High availability of names.
By being a new gLTD, you will have a higher opportunity to choose the domain you really want, providing more visibility to your name, brand or project.
It offers new business opportunities
The .LAT domain opens new opportunities to all of those wanting to start a project directed to the Latino market around the world.
Oriented towards an attractive, open and growing market.
Latinos are an emerging market with high growth potential around the world. The entrepreneurial profile of the latest Latino generations has helped them increase their financial capacity and purchasing power.
If you are Latin American:
- It is a domain that identifies you and other Latinos around the world.
- By being on the Internet with a .LAT domain, you give your idea, project and business, a seal of identity.

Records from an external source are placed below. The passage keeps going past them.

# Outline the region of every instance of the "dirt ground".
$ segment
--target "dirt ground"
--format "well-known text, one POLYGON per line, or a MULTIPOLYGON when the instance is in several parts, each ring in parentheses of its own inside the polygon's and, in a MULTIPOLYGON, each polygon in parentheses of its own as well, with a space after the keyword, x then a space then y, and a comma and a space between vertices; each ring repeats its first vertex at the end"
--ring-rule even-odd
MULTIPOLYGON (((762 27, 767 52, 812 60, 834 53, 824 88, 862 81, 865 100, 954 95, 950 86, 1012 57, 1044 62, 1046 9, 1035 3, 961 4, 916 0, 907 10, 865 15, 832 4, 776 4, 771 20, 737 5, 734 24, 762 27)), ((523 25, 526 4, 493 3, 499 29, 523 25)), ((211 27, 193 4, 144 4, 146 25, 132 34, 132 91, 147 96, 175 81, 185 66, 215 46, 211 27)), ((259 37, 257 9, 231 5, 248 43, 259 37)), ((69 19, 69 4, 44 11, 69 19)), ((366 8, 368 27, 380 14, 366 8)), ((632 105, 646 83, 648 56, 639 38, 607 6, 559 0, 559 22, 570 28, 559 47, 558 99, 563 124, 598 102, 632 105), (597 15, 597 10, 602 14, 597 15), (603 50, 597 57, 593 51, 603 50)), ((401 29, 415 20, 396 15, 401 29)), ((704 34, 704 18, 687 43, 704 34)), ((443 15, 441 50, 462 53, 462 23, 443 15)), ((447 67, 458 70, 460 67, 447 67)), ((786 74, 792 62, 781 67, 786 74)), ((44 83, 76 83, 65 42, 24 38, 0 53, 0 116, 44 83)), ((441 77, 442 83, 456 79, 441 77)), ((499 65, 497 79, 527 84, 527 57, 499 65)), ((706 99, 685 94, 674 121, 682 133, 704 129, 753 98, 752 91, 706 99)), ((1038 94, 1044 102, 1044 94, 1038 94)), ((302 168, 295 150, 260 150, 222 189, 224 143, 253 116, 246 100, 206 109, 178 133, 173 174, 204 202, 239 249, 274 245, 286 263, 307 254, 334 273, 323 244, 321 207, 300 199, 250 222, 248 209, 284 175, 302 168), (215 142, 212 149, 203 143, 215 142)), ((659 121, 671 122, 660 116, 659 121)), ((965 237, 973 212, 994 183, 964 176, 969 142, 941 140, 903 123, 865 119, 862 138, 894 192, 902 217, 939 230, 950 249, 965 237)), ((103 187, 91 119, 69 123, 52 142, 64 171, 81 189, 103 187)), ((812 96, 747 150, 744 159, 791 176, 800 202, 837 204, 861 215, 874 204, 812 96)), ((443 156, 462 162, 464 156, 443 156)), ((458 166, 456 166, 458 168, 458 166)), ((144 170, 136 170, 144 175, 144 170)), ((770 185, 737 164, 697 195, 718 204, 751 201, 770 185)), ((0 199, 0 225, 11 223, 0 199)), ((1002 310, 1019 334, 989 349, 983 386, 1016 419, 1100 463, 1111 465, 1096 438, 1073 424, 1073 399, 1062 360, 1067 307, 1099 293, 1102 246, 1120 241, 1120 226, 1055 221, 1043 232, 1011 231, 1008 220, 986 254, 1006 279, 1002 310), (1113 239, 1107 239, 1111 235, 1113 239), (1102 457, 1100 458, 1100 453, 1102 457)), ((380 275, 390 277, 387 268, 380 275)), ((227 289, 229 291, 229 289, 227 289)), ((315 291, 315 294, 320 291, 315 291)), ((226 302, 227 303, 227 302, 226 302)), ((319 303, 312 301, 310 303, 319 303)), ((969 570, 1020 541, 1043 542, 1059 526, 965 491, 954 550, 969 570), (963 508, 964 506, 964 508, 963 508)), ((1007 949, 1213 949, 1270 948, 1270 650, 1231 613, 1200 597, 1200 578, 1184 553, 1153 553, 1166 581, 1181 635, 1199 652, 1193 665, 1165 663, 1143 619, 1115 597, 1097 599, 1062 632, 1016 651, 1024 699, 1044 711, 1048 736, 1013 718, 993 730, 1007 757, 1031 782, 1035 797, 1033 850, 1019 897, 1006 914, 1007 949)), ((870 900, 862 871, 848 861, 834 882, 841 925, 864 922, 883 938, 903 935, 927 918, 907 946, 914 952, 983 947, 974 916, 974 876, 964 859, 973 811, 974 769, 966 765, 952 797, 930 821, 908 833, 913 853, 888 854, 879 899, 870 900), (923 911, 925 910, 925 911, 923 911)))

- It strengthens the effectiveness of your communication, as it directly communicates who you are, making you easily recognizable.
- With .LAT you get Internet presence around the world, displaying your Latino identity with pride.
If you’re interested in communicating or connecting with Latinos:
- By 2013 Latin America will have approximately 255 million Internet users, representing 43% of the population.
- Latinos are the second largest ethnic group in the United States, with approximately 50 million people, reaching 17% of the country’s total population.
- The use of Internet in Latin America increases at a pace of 13% annually, higher than any other region around the world.
- In 2012, 78% of Latin Americans in the United States were connected to the Internet. Taking 2009 as a reference, where it had grown 14% in just three years.
- By September 2013, Spanish was by far the second most spoken language in the United States with over 37 million speakers. Additionally, Spanish is the most spoken language by non-Latinos in the United States, after English.